理由を聞いて納得してくれたようで、俺の端末に続々とポイントが送られてくる。金額から、全員が送金したのを確認し龍園に向って頷いて見せる。
「毎月の送金も忘れるな。後は中間テストに向けて準備しろ。話は以上だ」
勉強会に、龍園からの過去問配布。俺達Bクラスは、中間テストをこれ以上無い程、万全の状態で迎えれることが出来た。
◆
「皆さん、おはようございます。今日は朝のホームルーム前に、連絡事項があります」
中間テストから数日後、今日はその結果発表日である。
「先日行った中間テストの結果を発表します」
そう言って坂上先生は持っていた厚紙を黒板に貼る。
―――クラス全員含めての最低点が石崎の80点という、見たことのないような成績表が記載されていた。
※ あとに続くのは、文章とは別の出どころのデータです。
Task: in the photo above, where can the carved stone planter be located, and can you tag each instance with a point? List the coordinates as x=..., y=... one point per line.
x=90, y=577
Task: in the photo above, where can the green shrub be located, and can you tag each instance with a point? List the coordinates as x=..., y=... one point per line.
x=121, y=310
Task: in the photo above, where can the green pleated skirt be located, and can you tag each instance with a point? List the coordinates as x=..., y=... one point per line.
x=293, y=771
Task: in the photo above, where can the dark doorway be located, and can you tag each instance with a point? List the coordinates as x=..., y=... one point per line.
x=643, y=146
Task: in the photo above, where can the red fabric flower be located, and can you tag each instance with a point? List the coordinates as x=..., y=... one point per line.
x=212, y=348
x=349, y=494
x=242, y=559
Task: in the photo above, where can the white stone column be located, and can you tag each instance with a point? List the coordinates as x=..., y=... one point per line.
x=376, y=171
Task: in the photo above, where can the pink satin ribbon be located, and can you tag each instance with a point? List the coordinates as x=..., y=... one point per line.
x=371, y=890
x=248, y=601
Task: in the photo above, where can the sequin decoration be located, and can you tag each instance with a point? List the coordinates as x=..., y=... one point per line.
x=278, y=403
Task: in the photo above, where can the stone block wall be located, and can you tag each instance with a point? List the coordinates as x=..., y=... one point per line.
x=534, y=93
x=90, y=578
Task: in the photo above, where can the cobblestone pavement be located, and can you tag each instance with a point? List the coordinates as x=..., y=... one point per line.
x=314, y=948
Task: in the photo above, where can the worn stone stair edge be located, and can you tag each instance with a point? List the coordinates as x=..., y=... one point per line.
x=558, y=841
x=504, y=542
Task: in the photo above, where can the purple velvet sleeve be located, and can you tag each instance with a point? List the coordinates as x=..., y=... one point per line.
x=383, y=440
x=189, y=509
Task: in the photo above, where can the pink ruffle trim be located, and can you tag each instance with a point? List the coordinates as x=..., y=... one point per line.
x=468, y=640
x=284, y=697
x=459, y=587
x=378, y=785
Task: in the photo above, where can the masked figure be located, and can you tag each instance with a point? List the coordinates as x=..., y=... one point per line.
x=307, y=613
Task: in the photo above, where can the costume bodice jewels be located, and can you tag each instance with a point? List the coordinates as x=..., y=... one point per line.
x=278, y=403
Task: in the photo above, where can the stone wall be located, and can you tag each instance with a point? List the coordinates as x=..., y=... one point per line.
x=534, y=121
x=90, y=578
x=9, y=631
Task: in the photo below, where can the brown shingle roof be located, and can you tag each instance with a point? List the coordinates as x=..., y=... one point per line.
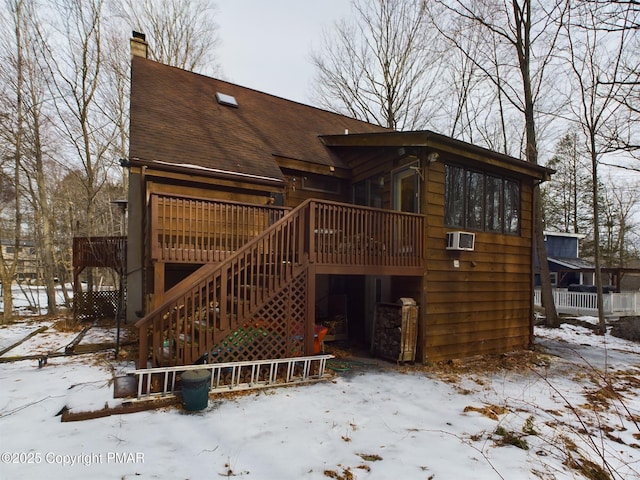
x=175, y=118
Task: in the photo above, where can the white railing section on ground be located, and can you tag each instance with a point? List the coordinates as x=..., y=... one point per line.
x=586, y=303
x=231, y=376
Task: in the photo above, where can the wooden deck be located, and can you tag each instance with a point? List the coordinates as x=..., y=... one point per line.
x=258, y=301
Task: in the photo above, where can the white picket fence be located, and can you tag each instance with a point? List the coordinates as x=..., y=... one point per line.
x=583, y=303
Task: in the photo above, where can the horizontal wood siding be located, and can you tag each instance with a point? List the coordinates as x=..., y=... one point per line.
x=484, y=305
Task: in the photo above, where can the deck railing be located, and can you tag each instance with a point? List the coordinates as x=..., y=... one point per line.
x=586, y=303
x=343, y=234
x=195, y=230
x=260, y=289
x=219, y=298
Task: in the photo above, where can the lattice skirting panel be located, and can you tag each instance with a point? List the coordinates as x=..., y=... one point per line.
x=95, y=305
x=276, y=331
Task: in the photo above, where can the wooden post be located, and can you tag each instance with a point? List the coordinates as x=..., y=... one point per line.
x=310, y=324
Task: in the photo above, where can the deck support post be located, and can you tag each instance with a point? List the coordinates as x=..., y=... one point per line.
x=309, y=328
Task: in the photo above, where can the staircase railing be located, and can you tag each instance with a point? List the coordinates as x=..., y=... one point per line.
x=242, y=295
x=206, y=307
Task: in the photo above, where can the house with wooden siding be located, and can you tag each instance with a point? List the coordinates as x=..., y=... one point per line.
x=253, y=219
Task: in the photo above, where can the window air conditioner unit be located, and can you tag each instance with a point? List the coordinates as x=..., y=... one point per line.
x=461, y=241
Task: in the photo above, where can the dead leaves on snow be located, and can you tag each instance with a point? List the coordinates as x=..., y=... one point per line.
x=489, y=411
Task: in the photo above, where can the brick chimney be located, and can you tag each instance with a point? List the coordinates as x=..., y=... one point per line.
x=139, y=45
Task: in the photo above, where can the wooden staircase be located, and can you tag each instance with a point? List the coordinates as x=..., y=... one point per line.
x=259, y=302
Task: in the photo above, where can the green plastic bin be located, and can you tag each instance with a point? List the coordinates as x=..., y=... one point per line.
x=195, y=389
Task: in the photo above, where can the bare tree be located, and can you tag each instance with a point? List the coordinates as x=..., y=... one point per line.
x=76, y=69
x=595, y=60
x=380, y=67
x=567, y=197
x=181, y=34
x=13, y=139
x=527, y=33
x=36, y=186
x=619, y=206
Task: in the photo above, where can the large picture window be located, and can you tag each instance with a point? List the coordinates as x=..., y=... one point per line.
x=479, y=201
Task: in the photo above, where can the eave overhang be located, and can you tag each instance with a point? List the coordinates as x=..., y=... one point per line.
x=437, y=142
x=195, y=170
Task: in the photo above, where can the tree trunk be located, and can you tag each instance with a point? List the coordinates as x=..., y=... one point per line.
x=546, y=289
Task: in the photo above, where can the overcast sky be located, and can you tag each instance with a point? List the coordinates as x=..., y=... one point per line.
x=266, y=44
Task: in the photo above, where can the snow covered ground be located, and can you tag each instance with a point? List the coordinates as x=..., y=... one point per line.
x=32, y=299
x=570, y=410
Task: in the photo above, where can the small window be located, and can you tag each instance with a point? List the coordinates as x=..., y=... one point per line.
x=480, y=201
x=511, y=206
x=475, y=200
x=493, y=206
x=454, y=196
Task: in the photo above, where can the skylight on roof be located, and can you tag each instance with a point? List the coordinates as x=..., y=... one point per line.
x=228, y=100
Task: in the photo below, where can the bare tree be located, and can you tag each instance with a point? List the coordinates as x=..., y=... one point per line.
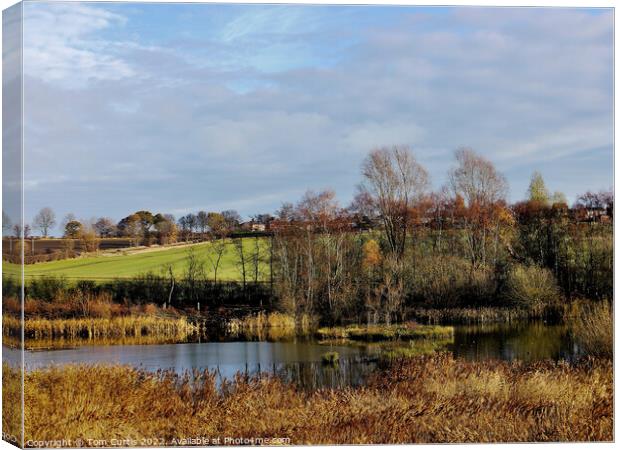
x=215, y=251
x=396, y=181
x=105, y=227
x=241, y=259
x=201, y=221
x=7, y=224
x=45, y=220
x=482, y=190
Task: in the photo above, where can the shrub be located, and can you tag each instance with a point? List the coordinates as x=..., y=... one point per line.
x=450, y=281
x=591, y=326
x=533, y=288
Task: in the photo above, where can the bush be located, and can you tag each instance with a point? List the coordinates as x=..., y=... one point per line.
x=591, y=326
x=533, y=288
x=450, y=281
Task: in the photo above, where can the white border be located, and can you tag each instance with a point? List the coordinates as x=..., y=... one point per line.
x=497, y=3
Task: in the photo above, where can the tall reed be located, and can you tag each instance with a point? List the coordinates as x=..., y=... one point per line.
x=422, y=399
x=116, y=327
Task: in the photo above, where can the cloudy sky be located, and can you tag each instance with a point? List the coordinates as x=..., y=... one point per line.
x=180, y=107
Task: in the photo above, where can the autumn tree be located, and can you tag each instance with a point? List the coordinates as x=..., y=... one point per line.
x=232, y=219
x=73, y=229
x=215, y=252
x=105, y=227
x=217, y=224
x=395, y=181
x=201, y=221
x=45, y=220
x=165, y=228
x=537, y=191
x=482, y=189
x=130, y=227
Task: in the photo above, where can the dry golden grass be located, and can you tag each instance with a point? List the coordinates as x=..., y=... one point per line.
x=95, y=328
x=423, y=399
x=591, y=325
x=272, y=326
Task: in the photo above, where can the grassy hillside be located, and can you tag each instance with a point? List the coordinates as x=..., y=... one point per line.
x=126, y=266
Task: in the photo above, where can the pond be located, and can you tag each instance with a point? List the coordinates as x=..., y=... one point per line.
x=299, y=360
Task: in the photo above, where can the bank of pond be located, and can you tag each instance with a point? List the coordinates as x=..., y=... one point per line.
x=327, y=357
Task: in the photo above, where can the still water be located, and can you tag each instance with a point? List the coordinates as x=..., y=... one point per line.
x=300, y=361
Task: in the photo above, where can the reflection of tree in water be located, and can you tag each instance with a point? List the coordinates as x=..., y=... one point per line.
x=525, y=341
x=316, y=375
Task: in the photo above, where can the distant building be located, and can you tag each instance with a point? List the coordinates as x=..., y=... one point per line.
x=252, y=226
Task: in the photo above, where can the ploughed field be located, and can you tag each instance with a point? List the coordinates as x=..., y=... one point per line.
x=154, y=261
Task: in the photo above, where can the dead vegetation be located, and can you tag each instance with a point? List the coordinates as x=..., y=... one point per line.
x=422, y=399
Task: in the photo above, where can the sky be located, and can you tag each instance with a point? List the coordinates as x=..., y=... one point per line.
x=184, y=107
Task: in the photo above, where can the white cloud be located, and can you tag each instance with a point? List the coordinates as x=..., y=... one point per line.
x=513, y=84
x=59, y=45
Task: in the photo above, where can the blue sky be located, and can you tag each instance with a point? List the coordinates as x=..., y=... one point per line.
x=181, y=107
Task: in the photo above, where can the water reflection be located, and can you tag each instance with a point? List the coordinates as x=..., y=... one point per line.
x=300, y=360
x=524, y=341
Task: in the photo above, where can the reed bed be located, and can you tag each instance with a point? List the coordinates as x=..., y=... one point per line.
x=591, y=326
x=271, y=326
x=468, y=316
x=96, y=328
x=428, y=399
x=407, y=331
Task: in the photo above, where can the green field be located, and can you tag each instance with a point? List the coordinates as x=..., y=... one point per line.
x=127, y=266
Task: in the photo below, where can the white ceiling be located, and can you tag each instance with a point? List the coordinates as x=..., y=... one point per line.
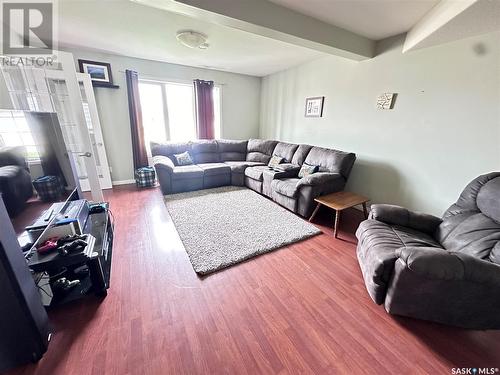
x=126, y=28
x=374, y=19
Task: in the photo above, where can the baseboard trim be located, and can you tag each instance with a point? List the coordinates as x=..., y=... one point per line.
x=123, y=182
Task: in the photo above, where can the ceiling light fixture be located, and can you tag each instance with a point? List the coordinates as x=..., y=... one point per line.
x=192, y=39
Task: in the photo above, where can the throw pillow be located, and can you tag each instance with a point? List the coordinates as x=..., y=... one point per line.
x=274, y=161
x=307, y=169
x=184, y=158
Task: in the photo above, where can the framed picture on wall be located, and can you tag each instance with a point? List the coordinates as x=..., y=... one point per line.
x=314, y=106
x=100, y=73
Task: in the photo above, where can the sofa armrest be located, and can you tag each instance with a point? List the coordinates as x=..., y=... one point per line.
x=397, y=215
x=164, y=163
x=436, y=263
x=320, y=178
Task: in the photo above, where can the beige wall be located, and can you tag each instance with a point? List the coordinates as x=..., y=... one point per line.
x=240, y=103
x=443, y=131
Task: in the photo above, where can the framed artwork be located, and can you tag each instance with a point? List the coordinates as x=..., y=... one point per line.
x=314, y=106
x=100, y=73
x=385, y=100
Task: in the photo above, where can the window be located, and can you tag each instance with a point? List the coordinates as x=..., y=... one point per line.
x=168, y=111
x=15, y=131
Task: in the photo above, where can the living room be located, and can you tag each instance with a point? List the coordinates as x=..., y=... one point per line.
x=272, y=186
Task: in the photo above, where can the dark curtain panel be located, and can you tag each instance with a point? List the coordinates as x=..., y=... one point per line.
x=136, y=127
x=204, y=109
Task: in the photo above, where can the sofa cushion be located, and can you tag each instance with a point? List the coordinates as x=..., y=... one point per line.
x=231, y=150
x=331, y=160
x=260, y=150
x=187, y=171
x=205, y=151
x=169, y=149
x=377, y=245
x=285, y=151
x=467, y=225
x=488, y=201
x=240, y=166
x=286, y=186
x=300, y=154
x=256, y=172
x=307, y=169
x=275, y=161
x=183, y=158
x=211, y=169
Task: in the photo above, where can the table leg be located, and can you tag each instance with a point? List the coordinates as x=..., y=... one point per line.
x=315, y=211
x=337, y=219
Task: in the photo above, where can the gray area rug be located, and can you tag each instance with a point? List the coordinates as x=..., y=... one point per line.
x=224, y=226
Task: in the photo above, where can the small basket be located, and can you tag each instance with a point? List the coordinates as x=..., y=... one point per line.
x=48, y=188
x=145, y=177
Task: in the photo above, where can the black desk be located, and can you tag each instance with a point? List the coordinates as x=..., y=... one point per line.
x=100, y=226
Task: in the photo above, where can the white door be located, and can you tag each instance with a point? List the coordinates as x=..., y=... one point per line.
x=94, y=127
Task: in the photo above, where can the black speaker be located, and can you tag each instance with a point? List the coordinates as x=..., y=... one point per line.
x=24, y=325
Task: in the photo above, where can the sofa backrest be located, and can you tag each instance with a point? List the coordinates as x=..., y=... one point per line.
x=169, y=149
x=472, y=224
x=260, y=150
x=204, y=151
x=285, y=150
x=329, y=160
x=230, y=150
x=300, y=154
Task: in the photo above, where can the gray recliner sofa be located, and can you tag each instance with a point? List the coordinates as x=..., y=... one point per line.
x=445, y=269
x=244, y=163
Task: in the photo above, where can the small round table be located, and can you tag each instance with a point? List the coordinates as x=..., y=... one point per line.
x=340, y=201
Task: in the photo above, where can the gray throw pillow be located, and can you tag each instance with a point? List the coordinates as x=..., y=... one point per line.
x=184, y=158
x=274, y=161
x=307, y=169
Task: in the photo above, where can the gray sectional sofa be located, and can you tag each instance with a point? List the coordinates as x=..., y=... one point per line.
x=244, y=163
x=445, y=269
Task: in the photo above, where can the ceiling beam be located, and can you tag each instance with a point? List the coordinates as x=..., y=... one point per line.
x=439, y=25
x=274, y=21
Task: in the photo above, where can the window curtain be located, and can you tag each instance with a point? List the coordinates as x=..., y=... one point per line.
x=42, y=129
x=136, y=126
x=204, y=109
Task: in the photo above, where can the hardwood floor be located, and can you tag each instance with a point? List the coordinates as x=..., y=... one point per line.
x=301, y=309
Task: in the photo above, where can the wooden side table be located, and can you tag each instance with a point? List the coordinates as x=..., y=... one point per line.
x=340, y=201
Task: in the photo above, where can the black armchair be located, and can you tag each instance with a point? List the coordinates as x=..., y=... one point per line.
x=15, y=179
x=444, y=270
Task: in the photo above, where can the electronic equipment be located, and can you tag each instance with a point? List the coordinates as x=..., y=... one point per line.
x=69, y=218
x=24, y=323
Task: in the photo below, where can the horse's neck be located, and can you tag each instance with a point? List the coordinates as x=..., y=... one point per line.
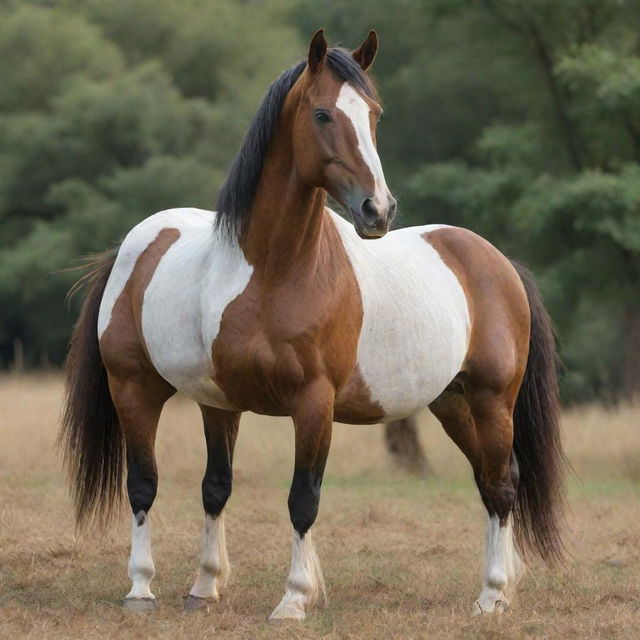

「おめでとう。今回の中間テストにおいて、我がBクラスがAクラスを抑えて成績トップです」
クラスポイント(中間テスト終了)
Aクラス(坂柳・葛城クラス):1004cp
Bクラス(龍園クラス) :870cp
Cクラス(一之瀬クラス) :660cp
Dクラス(不良品クラス) : 87cp
龍園クラス貯金:170万ポイント
【参考】もし虎城と佐倉の2人が龍園クラス以外だったら――
-
葛城・坂柳クラス(初期Aクラス)
-
一之瀬クラス(初期Bクラス)
-
不良品クラス(Dクラス)
-
龍園クラス以外認めない!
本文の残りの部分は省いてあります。